Dive Brief:
- Walmart plans to close its technology and business innovation unit, Store No. 8, The Wall Street Journal reported on Friday, citing an internal memo. Some of the unit’s innovations include Walmart’s in-home delivery service and text and voice shopping.
- Since its founding seven years ago, about 300 people have moved on from Store No. 8 to other internal jobs. The responsibility of developing future innovations will be shared by everyone, Chief Financial Officer John David Rainey said, according to the memo.
- As a result of Store No. 8’s closure, Scott Eckert, a senior vice president who had led the business unit since June 2019, according to his LinkedIn, will leave the company, the WSJ also reported.
Dive Insight:
Walmart announced the launch of Store No. 8 in 2017. The unit was created to help the company compete with Amazon.
The unit focused on health and wellness; sustainability and the circular economy; social commerce and the creator economy; the metaverse; customer experience and loyalty; and decentralized commerce.

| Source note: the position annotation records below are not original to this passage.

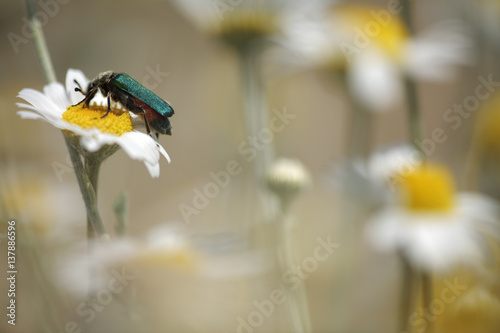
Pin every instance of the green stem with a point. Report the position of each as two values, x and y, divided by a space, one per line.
297 299
87 190
92 167
40 44
255 110
427 292
414 117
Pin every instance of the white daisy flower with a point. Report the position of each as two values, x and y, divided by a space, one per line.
374 50
166 248
239 23
435 228
55 106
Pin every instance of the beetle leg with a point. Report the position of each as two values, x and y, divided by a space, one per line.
109 104
79 87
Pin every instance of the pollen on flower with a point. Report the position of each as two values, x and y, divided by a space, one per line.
428 188
116 122
240 28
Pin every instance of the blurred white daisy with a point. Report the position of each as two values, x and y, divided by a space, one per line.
165 248
374 50
240 23
56 106
435 228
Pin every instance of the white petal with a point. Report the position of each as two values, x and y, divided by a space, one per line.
435 54
375 81
154 169
43 105
30 115
71 76
56 93
140 146
163 152
434 242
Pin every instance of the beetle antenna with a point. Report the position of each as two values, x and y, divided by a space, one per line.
79 87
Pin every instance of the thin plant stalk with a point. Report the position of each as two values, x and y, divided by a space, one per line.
416 131
297 299
85 184
40 44
427 292
409 290
256 113
414 118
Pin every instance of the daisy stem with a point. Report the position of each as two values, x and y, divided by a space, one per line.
360 132
40 44
257 119
87 189
414 117
296 299
427 292
408 290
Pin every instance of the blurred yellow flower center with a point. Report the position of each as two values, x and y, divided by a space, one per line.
241 28
361 27
116 122
428 188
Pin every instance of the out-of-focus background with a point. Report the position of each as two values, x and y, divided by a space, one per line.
200 78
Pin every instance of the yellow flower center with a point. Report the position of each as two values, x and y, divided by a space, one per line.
428 188
488 126
183 259
241 28
362 27
116 122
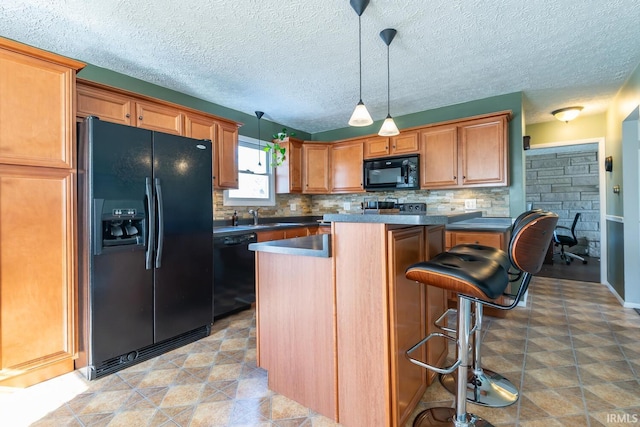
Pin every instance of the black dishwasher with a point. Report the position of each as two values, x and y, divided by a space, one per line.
234 279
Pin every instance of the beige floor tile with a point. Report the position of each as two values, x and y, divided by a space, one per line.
583 353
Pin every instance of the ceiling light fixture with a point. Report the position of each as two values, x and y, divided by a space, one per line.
567 114
259 115
389 127
360 116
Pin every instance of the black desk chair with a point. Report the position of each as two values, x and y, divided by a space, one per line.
565 236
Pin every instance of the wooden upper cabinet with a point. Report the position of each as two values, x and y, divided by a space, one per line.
315 168
382 146
199 127
376 146
483 152
160 118
108 106
346 167
226 151
38 266
118 106
405 143
466 153
439 157
37 107
289 173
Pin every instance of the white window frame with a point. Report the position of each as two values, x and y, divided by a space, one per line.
271 201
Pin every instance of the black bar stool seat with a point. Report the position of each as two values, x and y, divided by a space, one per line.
477 279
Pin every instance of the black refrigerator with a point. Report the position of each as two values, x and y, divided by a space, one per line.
145 244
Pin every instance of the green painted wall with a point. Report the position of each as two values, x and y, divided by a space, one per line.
512 101
625 103
627 100
250 122
584 127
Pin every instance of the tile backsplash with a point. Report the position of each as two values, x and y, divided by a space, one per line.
491 201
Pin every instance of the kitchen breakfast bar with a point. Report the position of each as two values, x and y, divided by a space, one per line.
335 315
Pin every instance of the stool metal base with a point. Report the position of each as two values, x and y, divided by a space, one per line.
486 388
443 417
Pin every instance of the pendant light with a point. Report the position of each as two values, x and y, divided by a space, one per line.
360 116
389 127
567 114
259 115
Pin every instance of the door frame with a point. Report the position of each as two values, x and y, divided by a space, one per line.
602 192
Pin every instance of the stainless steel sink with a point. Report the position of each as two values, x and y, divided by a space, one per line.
249 227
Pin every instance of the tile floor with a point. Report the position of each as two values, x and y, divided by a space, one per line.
574 353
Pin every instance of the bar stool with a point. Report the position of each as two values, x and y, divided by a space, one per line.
477 279
484 386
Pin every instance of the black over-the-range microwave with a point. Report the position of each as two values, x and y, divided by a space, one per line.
392 173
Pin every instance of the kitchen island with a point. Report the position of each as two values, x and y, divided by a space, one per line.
333 329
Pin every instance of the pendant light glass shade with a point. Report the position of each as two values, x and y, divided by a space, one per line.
360 116
389 127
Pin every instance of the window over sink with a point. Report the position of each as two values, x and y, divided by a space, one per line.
256 181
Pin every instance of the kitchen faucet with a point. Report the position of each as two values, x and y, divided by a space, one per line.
254 212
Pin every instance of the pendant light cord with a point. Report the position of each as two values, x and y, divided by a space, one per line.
259 146
360 52
388 84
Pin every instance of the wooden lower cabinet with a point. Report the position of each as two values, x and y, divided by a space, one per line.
296 328
37 262
408 314
380 315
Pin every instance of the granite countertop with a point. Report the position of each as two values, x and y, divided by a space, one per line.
482 224
403 218
317 246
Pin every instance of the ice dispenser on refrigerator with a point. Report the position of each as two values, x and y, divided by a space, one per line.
120 224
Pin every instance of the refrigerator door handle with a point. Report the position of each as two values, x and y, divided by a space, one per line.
160 224
148 256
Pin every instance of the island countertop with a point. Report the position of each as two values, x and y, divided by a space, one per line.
316 246
404 219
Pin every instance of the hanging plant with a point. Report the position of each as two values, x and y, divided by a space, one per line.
278 152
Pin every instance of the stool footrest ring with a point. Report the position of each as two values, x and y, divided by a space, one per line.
440 319
418 362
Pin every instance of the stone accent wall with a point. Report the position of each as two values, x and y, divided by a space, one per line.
565 181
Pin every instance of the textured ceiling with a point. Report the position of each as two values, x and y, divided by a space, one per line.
297 60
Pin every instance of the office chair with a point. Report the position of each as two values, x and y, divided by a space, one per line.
562 238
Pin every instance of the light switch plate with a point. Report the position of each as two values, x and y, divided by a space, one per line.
470 203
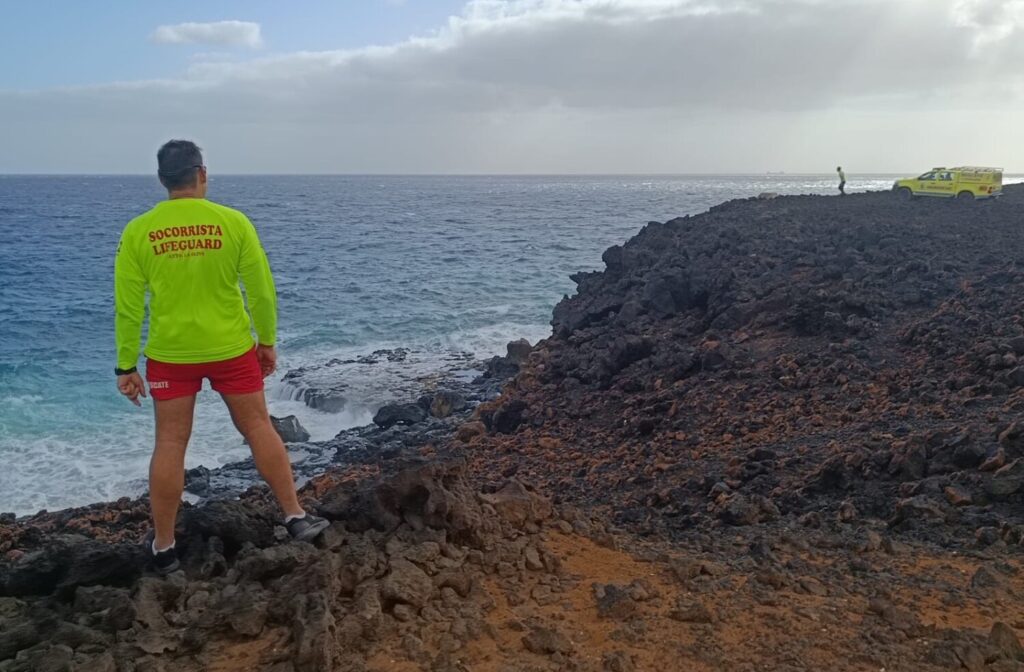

“Store No8 was an important early step forward into tech-powered customer solutions which led to innovations that have transformed how customers shop at Walmart,” a company spokesperson said in an emailed statement to sister site Retail Dive. “When we stood up Store No8, it was the right decision at that time. Since that time, we’ve stood up Global Technology, Product and Design organizations that work alongside the business to innovate with speed – and the responsibility to shape the future of retail is now shared across the company.”
Store No. 8 provided time and space to incubate startups that would enable the company to stay ahead of customer and market trends. The projects operated as self-contained startups with access to Walmart’s enterprise scale, the company said on its website.
Walmart has worked in recent years to identify and embrace new revenue streams and by leading the charge to adopt strategies leveraged by rivals like Amazon and Target, analysts told Retail Dive in September.
The decision to close Store No. 8 comes ahead of Walmart’s fourth quarter and year-end earnings call. Throughout last year, Walmart fared better than many other retailers, posting Q3 global revenue up 5.2% to $160.8 billion from the previous year. But Rainey said in November that customers continued to show “ongoing discretion” in spending.
In addition to Eckert, Walmart also said Denise Malloy will leave the company, the WSJ reported. Malloy joined the retailer in April as a senior vice president and chief belonging officer, an evolution of the company’s chief diversity officer position, Malloy said in a blog announcing her appointment.